Plain English Summary
Background and study aims
Hip replacement is a successful medical intervention that treats diseased or damaged joints. There are two options for hip replacement implants and this is total hip replacement or hip resurfacing replacement. A total hip replacement removes the entire head of the bone for replacement whereas hip resurfacing as it suggests removes just the damaged surface of the joint. Hip resurfacing is therefore a more bone conserving operation and may offer benefits to younger/active patients.

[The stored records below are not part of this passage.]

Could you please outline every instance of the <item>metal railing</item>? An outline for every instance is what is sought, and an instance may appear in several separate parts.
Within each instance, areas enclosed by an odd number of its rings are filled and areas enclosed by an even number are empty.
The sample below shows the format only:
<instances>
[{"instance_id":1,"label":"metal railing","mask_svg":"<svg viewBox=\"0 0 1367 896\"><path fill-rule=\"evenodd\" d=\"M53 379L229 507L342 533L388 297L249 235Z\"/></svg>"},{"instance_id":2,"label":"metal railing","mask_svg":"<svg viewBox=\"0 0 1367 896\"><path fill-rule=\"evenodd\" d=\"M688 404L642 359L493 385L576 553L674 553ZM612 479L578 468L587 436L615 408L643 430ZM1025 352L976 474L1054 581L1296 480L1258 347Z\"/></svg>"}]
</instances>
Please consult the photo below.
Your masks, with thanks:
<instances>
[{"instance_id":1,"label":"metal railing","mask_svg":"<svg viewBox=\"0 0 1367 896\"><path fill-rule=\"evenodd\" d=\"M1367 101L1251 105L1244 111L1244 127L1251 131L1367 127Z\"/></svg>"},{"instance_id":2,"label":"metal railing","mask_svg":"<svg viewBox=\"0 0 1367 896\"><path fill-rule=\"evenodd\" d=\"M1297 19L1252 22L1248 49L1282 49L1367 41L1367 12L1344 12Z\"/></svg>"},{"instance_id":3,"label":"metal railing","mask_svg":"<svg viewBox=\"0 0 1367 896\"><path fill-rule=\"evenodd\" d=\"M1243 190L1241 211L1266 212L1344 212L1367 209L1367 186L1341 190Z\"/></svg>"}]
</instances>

Currently hip resurfacing is manufactured using all-metal (cobalt chromium). A small proportion of patients can have an adverse reaction to metal debris leading to early failure of the implant. Therefore more benign materials such as ceramics commonly used in total hip replacement are of interest and BIOLOX® delta ceramic (CeramTec) has clinical use. MatOrtho's ReCerf is an all-ceramic hip resurfacing device manufactured from this clinically successful BIOLOX® delta ceramic. The aim of this study is to demonstrate the performance of ReCerf Hip Resurfacing is comparable to clinical data from existing hip implants and this data will support regulatory applications in the future.
Who can participate?
Adults eligible for hip resurfacing.
What does the study involve?
All patients would complete questionnaires about their hip before surgery and then at 6, 12 and 24 months post-surgery. Adverse events and revision would be reported over 24 months. Standard radiographs would be collected. Patients recruited at Oxford would be assessed by RSA after surgery (within 5 days) and at 6, 12 and 24 months post-surgery.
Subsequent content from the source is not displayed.